0
votes

I'm wondering what I'm doing incorrectly either with data.table or dplyr.

The goal of the below code snippet is to calculate the difference in ROA from the median ROA by sector and year. The two look like they should produce comparable results but do not.

require(data.table)
require(dplyr)

set.seed(1)
roa <- rnorm(100000, mean = 0, sd = 1)
sector <- c(1, 2, 3, 4, 5, 6, 7, 8, 9, 10)
year <- c(2012, 2011, 2010, 2009, 2008, 2007)
sector <- sample(sector, 100000, replace = T)
year <- sample(year, 100000, replace = T)
data <- data.table(roa, sector, year)
rm(roa, sector, year)

data[,roa_ad_chk:= roa - median(roa, na.rm=T), by = c("sector", "year")]
data <- data %>% 
  group_by(sector, year) %>%
  mutate(roa_ad = roa - median(roa, na.rm = T))

#shouldn't these functions be equivalent?
sum(data$roa_ad_chk - data$roa_ad)
rm(data)
2
When I run this, the final sum is 0 - so they seem to be equivalent. What do you get get?
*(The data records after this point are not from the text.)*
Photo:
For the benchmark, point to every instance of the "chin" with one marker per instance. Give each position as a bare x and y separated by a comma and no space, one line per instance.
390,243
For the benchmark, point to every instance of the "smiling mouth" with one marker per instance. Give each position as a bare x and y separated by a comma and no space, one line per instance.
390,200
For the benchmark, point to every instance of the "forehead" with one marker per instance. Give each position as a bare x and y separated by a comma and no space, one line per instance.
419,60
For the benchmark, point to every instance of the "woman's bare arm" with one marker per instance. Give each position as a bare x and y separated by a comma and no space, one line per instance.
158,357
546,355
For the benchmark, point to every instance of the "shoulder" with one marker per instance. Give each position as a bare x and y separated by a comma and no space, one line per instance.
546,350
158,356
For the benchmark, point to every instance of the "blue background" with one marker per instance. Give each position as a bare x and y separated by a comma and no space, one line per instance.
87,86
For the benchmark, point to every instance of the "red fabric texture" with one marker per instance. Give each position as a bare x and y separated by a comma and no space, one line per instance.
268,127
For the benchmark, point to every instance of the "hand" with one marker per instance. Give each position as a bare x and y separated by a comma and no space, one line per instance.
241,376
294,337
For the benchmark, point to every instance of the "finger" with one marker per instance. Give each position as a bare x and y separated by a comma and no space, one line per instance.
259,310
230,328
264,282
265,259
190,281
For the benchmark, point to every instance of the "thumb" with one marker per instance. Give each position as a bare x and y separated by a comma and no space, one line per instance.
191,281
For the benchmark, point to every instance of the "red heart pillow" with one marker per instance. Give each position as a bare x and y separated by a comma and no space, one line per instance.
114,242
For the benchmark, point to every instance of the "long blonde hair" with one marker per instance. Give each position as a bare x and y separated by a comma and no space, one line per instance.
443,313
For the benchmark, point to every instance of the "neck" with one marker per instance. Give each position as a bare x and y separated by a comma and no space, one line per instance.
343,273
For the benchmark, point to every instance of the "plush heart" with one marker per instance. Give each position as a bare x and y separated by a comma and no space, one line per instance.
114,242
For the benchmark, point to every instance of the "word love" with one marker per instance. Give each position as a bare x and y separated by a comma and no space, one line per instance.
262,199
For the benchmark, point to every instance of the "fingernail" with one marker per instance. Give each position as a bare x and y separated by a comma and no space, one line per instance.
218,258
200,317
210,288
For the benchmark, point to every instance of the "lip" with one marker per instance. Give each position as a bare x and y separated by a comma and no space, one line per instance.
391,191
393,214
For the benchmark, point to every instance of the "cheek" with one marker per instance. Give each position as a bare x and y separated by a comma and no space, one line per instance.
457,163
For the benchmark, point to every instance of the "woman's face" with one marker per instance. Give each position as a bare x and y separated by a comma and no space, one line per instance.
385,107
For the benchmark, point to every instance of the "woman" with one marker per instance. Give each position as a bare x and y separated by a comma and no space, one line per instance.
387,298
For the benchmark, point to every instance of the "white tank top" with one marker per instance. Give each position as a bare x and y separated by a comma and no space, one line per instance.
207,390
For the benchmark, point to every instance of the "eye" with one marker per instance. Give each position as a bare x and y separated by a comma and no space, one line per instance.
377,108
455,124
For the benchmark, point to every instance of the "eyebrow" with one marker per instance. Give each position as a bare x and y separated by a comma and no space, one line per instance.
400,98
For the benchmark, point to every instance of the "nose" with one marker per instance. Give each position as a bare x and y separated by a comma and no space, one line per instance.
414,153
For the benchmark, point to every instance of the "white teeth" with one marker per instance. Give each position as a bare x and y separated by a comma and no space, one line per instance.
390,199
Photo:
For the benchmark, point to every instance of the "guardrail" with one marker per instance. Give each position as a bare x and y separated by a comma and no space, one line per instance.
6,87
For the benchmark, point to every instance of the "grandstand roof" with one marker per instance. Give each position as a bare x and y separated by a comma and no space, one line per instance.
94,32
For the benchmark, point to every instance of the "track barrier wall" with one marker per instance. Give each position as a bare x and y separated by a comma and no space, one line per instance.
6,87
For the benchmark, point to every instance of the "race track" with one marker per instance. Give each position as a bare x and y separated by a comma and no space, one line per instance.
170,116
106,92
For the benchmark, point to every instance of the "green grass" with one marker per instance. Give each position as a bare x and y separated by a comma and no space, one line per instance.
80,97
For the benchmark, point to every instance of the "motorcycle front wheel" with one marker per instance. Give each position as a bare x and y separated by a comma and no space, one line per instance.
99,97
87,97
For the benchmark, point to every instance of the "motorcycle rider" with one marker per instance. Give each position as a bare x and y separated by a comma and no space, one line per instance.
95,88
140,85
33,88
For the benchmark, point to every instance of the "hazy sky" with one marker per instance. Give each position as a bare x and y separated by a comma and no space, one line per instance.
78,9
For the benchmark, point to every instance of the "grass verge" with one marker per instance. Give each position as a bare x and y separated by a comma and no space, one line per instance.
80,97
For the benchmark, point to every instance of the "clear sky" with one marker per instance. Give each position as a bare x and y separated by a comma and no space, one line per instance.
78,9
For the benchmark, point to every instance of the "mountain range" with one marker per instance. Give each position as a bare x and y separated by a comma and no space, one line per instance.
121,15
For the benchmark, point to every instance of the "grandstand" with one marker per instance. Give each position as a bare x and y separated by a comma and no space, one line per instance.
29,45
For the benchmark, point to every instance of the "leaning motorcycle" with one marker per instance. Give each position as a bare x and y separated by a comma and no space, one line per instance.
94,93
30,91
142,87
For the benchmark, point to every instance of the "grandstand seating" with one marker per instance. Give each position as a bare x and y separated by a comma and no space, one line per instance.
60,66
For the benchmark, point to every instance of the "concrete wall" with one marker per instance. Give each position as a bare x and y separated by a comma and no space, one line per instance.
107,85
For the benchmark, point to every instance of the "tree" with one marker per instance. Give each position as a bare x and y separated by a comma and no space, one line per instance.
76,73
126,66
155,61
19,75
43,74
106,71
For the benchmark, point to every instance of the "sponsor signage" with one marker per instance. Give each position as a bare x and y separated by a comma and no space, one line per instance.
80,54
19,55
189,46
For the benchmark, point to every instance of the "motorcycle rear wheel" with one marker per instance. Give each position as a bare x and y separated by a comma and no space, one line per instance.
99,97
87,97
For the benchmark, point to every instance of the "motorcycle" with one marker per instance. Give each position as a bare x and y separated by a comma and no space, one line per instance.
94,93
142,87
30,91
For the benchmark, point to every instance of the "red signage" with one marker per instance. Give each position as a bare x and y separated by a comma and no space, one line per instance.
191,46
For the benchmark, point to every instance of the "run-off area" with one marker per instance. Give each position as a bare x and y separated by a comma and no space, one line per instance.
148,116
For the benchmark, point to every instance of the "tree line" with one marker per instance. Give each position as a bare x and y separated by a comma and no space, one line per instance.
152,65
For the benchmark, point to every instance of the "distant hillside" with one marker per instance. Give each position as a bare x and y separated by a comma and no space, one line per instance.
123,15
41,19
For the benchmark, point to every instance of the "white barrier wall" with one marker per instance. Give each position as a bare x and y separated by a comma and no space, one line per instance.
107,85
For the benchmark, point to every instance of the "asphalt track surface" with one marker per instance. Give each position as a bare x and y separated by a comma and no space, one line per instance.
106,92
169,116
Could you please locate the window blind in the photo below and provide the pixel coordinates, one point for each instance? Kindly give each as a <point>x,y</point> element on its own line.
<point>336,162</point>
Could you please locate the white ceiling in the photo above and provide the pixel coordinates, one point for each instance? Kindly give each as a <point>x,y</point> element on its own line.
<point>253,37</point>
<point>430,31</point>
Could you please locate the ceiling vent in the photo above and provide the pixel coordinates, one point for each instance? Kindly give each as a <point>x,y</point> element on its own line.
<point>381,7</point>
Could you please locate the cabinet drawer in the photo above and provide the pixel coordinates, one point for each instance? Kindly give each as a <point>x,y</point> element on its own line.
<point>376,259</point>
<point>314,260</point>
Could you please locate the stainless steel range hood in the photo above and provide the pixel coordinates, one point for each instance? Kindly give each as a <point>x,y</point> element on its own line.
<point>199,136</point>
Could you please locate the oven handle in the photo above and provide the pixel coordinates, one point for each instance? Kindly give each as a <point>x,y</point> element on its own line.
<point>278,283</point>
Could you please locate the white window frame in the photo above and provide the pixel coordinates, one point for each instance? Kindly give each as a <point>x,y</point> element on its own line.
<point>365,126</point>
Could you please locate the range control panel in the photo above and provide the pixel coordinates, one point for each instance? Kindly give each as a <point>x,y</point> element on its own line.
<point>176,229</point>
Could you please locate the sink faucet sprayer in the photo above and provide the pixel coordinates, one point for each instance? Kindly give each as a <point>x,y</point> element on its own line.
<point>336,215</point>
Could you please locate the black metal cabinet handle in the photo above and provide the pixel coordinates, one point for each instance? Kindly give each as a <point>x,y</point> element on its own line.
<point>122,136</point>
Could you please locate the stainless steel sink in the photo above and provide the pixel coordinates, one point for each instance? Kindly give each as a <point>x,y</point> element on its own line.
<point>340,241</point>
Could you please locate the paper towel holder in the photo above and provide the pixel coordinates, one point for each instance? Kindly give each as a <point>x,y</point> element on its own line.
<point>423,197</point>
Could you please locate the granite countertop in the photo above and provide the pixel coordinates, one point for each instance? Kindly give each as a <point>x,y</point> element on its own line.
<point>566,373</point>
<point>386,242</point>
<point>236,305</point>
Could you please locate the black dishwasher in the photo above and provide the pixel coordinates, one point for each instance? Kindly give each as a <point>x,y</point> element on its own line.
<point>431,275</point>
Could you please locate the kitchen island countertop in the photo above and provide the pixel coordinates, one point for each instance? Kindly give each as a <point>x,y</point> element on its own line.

And what versions of dplyr and data.table do you run? - talat
I was getting 66.81926. Though I just restarted R and am getting an answer of 0. Looks like it is something to do with having both dplyr & plyr loaded. - rwdvc

2 Answers

1
votes

You don't necessarily need to detach one of the packages in this case. You can have both packages loaded, but when calling a function that has a shared name between them you can use the scope operator to differentiate which one you are calling. For example, suppose you want to call the function 'summarise()' from plyr package. You call it:

plyr::summarise()

and if you want to call that function from the dplyr package, you call:

dplyr::summarise()
1
votes

The issue was a result of having both dplyr and plyr loaded.